The individual or group variance contributes to the variance in the response variable that is independent of the random error. We also removed publications received before the embargo release date of the dbGaP study.

Figure 4.3: The number of secondary and primary publications that use data from each dbGaP study in the publication set

Results

The summary statistics of the size of the clusters according to the dbGaP survey are shown in Tables 4.5 and 4.6. The p-value is 0.190 for the dataset consisting of both primary and secondary publications, and 0.495 for the dataset consisting only of secondary publications.

Figure 4.6: The impact factor versus the length of time between the publication received date and the related dbGaP study embargo release date of primary and secondary publica-tions.

Model 2: jes ∼ period

Discussion and Conclusions

Fourth, we chose to use the embargo release date of the first version and participant set of each dbGaP survey as the date the survey is made available to all users, regardless of the particular version and participant set used. In this case, our analysis may lead to a biased result by assuming that the dbGaP survey data is made publicly available at the time it was first embargoed, rather than the embargo release time for that version and participant set.

Introduction

Based on the size of the population in these different groups, a record transformed through border policy has a slightly higher risk than its 10-anonymous counterpart, while Safe Harbor has the highest risk. On the other hand, a record in a data set transformed with a boundary policy has less information loss than its safe harbor and 10-anonymous counterparts.

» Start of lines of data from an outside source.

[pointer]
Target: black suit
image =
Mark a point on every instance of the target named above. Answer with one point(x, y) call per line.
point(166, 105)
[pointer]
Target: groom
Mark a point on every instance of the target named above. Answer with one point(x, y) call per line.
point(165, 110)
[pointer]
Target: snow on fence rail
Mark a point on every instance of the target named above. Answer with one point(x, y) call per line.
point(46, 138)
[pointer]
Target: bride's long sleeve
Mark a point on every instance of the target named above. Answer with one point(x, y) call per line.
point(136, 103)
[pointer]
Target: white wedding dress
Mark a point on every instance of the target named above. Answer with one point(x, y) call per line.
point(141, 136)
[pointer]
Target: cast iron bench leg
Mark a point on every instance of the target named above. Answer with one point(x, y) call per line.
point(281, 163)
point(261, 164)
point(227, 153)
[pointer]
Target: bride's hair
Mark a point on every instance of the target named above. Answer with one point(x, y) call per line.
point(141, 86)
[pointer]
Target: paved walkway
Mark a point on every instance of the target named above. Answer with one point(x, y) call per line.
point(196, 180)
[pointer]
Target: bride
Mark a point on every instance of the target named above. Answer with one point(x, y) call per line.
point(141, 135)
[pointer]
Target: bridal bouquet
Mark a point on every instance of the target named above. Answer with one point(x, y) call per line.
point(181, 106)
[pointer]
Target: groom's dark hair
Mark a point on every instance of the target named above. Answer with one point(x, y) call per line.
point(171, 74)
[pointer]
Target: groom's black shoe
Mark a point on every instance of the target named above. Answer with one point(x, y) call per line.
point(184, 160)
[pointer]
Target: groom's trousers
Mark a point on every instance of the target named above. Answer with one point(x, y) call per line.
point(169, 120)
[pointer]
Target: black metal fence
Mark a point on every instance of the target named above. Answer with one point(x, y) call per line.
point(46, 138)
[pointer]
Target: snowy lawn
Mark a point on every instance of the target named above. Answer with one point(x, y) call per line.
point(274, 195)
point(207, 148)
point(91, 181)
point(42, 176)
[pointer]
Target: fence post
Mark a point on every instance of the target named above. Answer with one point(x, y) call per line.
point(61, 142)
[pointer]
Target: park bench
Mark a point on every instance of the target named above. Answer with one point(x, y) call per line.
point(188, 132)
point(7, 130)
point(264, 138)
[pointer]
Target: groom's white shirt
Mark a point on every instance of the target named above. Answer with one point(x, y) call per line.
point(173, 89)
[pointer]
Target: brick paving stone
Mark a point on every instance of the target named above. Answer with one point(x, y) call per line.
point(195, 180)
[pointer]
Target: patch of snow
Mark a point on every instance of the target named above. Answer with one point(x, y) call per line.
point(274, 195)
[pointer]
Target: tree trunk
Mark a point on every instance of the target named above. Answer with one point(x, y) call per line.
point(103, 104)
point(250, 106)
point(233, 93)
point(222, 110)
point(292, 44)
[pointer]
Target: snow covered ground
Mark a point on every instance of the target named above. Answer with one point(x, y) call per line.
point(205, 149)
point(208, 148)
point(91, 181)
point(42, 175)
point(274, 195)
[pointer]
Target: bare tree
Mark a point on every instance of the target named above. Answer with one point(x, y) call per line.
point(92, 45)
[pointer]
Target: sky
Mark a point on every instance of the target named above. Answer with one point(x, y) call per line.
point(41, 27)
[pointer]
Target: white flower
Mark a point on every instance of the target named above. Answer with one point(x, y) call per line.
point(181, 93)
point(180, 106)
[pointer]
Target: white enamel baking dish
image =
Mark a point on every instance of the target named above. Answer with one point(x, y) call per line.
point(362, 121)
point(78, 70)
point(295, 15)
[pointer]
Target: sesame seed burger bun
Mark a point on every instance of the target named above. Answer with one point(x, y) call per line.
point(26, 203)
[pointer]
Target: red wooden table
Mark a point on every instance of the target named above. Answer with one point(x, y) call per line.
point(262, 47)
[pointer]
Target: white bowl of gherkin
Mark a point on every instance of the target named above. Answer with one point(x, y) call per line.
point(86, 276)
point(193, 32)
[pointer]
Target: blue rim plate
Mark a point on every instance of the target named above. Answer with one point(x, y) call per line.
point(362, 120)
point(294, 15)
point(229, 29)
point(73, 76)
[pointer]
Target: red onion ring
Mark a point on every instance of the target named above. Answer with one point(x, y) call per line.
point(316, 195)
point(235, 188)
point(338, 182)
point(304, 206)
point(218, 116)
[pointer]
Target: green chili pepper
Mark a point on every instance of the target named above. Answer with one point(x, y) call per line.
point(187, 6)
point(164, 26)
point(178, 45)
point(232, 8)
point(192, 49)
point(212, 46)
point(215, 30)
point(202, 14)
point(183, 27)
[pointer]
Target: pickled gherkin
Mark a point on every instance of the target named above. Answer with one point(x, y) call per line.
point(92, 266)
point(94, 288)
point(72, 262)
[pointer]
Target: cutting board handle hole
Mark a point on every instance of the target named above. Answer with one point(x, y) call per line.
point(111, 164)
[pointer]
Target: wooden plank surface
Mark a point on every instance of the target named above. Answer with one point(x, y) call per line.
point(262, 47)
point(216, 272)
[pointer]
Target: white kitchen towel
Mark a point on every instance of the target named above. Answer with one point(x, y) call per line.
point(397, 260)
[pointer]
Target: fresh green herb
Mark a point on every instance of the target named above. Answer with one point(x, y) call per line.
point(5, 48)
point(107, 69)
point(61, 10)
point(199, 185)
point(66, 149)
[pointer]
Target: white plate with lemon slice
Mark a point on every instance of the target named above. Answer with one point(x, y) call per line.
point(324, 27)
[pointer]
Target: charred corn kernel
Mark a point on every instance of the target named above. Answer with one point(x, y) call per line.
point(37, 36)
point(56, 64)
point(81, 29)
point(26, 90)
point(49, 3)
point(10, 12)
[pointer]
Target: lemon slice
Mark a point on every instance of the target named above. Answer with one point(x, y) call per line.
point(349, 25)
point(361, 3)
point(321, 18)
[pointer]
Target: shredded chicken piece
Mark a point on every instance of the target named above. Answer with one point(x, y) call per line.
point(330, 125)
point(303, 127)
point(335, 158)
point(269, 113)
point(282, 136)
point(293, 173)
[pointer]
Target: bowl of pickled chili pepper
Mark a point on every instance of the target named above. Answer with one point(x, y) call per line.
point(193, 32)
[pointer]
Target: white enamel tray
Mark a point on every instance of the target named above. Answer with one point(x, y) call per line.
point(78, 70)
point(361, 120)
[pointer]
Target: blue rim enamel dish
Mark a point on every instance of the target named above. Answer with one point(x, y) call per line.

Figure 5.1: An illustrative example of demographic de-identification policies in the risk- risk-utility space (where risk-utility is defined as similarity between the original record and the protected record.

The Policy Space

To characterize the translation, let be the number of values in the domain of a quasi-identifier attribute. The original domain is represented by a bit string of 1s, while a 0 bit indicates that a partition demarcation has been removed to extend an interval1 (ie, the values have been generalized).

Search Algorithms

Random Chain

If the boundary does not contain policies that overrideα, they are inserted into the boundary.

Sublattice Heuristic Search

If we draw a line parallel to the y-axis at each boundary point in R-U space, then the area of the non-dominated region consists of the resulting rectangles. Although any of the policies in the sub-grid can improve the current limit, they can dominate each other.

Experiments Setup

Real World Policy: HIPAA Safe Harbor
Evaluation Dataset
Risk Computation
Utility Computation

In contrast, a maximal chain is the maximal set of policies in the sublattice that can be guaranteed to be on the new frontier. The disclosure risk for the entire generalized data set is equal to the sum of the risk for each record.

Performance Evaluation Results

Next, we evaluated the effect of the subgrid heuristic (i.e., the area below the boundary) on search. For the set of grids in each group, the mean and confidence interval of the ratio of the number of policies updating the boundary to the total number of policies is calculated.

Figure 5.5: The efficiency of search strategies on the Adult dataset as a function of number of policies searched.

Empirical Analysis Results

Frontier Case Studies
Policies on the Frontier
Policies Dominating Safe Harbor
Frontier Ranges
Improvement of the Frontier R-U Tradeoff

The result of the comparison of the ranges of the k-anonymity limit and the SHS limit is summarized in table 5.3. We shorten the SHS limit to be in the same range of the corresponding k-anonymization limit for a fair comparison.

Table 5.1: Number of policies on the frontier for the Adult dataset with ZIP codes simulated based on U.S

Discussion and Conclusions

InProceedings of the 22nd ACM International Conference on Conference on Information and Knowledge Management, pagina's. In Proceedings of the 21st ACM International Conference on Information and Knowledge Management, pagina's.